2017.03.13 08:25

【原発事故6年】惨状から何を学んだのか

 東日本大震災に伴う東京電力福島第1原発事故から6年になる。
 被災地の福島県ではようやく避難指示解除の動きが出始めたが、それでも約8万人の避難者がいる。避難先で新居を構えたり、故郷を去る選択をした人も多い。地域再生の光は見えない。
 この惨状を見るとき、日本は原発事故から何を学んだのかという思いを強くする。事故後、多くの国民が「脱原発」を望んだはずで、その世論は今も多数派だ。
 原発はいったん事故を起こせば、その処理は人間の想定を超え、完全に制御することは不可能になる。事故後6年を経ても、その事実が浮き彫りになっている。
 事故の原因を調べ、再発を防ぐには原子炉の格納容器の中がどうなっているか、実態を把握することが不可欠だ。
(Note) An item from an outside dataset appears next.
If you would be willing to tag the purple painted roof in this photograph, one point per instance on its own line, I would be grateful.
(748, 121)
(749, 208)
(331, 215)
だがその作業はまだ入り口にも達していない。
 東京電力は2月、カメラと線量計を搭載した自走式ロボットを投入し、原子炉の内部を調べようとした。人間なら数分足らずで死に至る高い放射線量があるためだが、ロボットは行く手を阻まれ、調査は失敗に終わった。
 政府と東電は2018年夏ごろには溶け落ちた核燃料(デブリ)の取り出し方法を決める方針だったが、その計画が遅れることは避けられないだろう。
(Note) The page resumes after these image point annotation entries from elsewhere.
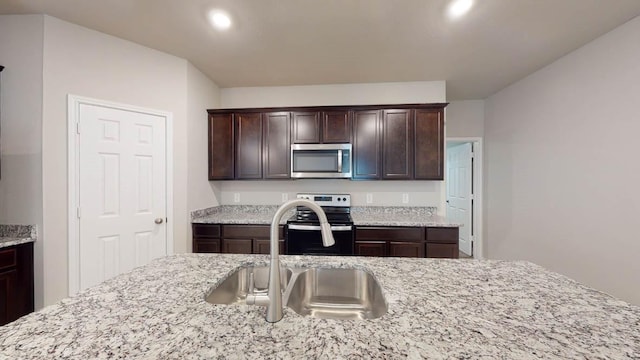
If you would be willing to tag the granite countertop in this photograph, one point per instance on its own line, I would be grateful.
(238, 214)
(11, 235)
(366, 215)
(437, 309)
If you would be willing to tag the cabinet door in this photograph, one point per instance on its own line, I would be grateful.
(277, 149)
(206, 245)
(263, 246)
(366, 144)
(8, 282)
(449, 251)
(371, 248)
(406, 249)
(397, 144)
(221, 147)
(249, 146)
(429, 144)
(237, 246)
(305, 127)
(336, 127)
 廃炉に向けた作業だけではない。汚染水の処理、除染、賠償などいずれも手間取り、計画通り進んでいない。これらの事故処理費用の総額について、経済産業省は2016年12月の見積もりで21・5兆円に上るとの試算を公表した。
 前回の試算の2倍にも膨張していること自体、見込み違いを露呈している。新たな見積額が今後さらに膨れる可能性も否定できない。
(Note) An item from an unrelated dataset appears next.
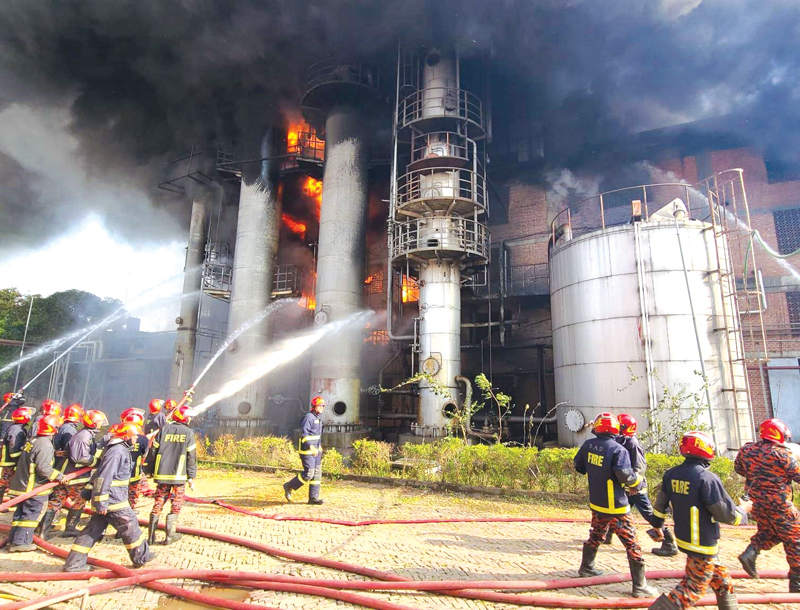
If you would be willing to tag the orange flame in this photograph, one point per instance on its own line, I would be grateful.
(313, 188)
(410, 289)
(308, 301)
(295, 226)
 経産省は賠償費7・9兆円のうち2・4兆円を「原発を保有する電力会社が事故に備えて積み立てておくべきだった」とする。だが、実際には電気料金への上乗せや税金で肩代わりする方針で、事実上の東電救済、原発救済である。
 しかも賠償費だけでなく、「東電が負担する」と法で定められている除染関連の費用も、公共事業と位置付けて国費を投入するという。
 事故処理のための費用は、電力自由化で新規参入する「新電力」にも負担を求める方針だ。大手電力が持つ送電網の使用料という名目だが、自由化の精神に反する。
 ほかにも原発再稼働や老朽原発の運転延長など、安倍政権の原発回帰政策は、まるで事故などなかったかのようだ。廃炉や事故対応の費用を含めても、原子力の発電コストが最も安いとする「重要なベースロード電源」の位置付けが根本にある。
 国民や新電力にまで負担を押し付けながら、本当に原発は「安い」のか。6年目が過ぎても変わらぬ惨状がそこにある。再生可能エネルギーへの転換も含めて、政策を根底から見直すべきだ。